Holly is also spreading: warmer winters may be part of the story, as suggested in Denmark (Walther et al., 2005), but holly spread is also linked to changes in woodland grazing patterns.  Holly was widely encouraged in medieval forests and parks, and on some commons, as a winter food for deer and livestock. Its leaves are rich in nutrients. Though the lower ones are prickly, this does not stop them being eaten and the upper leaves generally lack this defence. It has been suggested that prickly shrubs such as holly protect young oaks and that is why the two species are often associated.  However the converse can also be true.  In Dalkeith Old Park there seems to be a strong association between old oaks and young hollies – I suspect that the holly is regenerating from seeds dropped by birds that perch on the oaks.

 

A view of the Stiperstones, one of the best surviving holly wood-pastures; holly regeneration at the base of the oaks in Dalkeith Old Park

Where the grazing has been abandoned holly has often spread to form dense thickets, which are about as interesting botanically as rhododendron clumps.

162. 17_3 TL4400 holly litter

The exciting flora found under dense holly thickets in Epping Forest.

Ivy also produces two sorts of leaves – the typical star-shaped lower leaves and the more rounded upper ones.  It may be that the upper leaves, as well as being a different shape, have fewer defensive chemicals but I am not sure this has been looked at. What is clear is that, even with an acrid sap and poisonous berries, ivy is popular with a range of herbivores. There is even a song about ivy browsing that reached no 1 in the charts in 1944:

Mairzy doats and dozy doats and liddle lamzy divey; A kiddley divey too, wooden shoe

(or Mares eat oats and does eat oats and little lambs eat ivy; a kid will eat ivy, too; wouldn’t you? NOT to be recommended for human kids!)

Dr Arnold Cooke, formerly of the Nature Conservancy Council and English Nature, made use of this love of ivy to help judge the deer pressure in Monks Wood (Cooke, 2006).  Groups of sprigs of ivy were set out in different areas and then checked over the next week.  The deer impact was roughly related to how many of the sprigs have been damaged after one and seven days.

12_4 sp3516 muntjac 1

So, as you decorate your house with evergreens and sing the carols, remember what roles these plants are playing the rest of the year.

COOKE, A. S. 2006. Monitoring Muntjac Deer Muntiacus Reevesi and Their Impacts in Monks Wood National Nature Reserve. . English Nature Research Report Peterborough: English Nature.

IVERSEN, J. 1944. Viscum, Hedera and Ilex as climate indicators: A contribution to the study of the post-glacial temperature climate.
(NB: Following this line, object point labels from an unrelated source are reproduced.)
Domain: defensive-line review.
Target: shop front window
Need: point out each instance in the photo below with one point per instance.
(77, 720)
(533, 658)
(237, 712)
Geologiska Föreningen i Stockholm Förhandlingar, 66, 463-483.

MARRS, R. H., KIRBY, K. J., LE DUC, M. G., MCALLISTER, H. A., SMART, S. M., OKSANEN, J., BUNCE, R. G. H. & CORNEY, P. M. 2013. Native dominants in British woodland – a potential cause of reduced species-richness. New Journal of Botany, 3.

PATCH, D. 2004. Ivy – boon or bane. Arboricultural Practice Note, 10, 12.

WALTHER, G.-R., BERGER, S. & SYKES, M. T. 2005. An ecological ‘footprint’of climate change. Proceedings of the Royal Society of London B: Biological Sciences, 272, 1427-1432.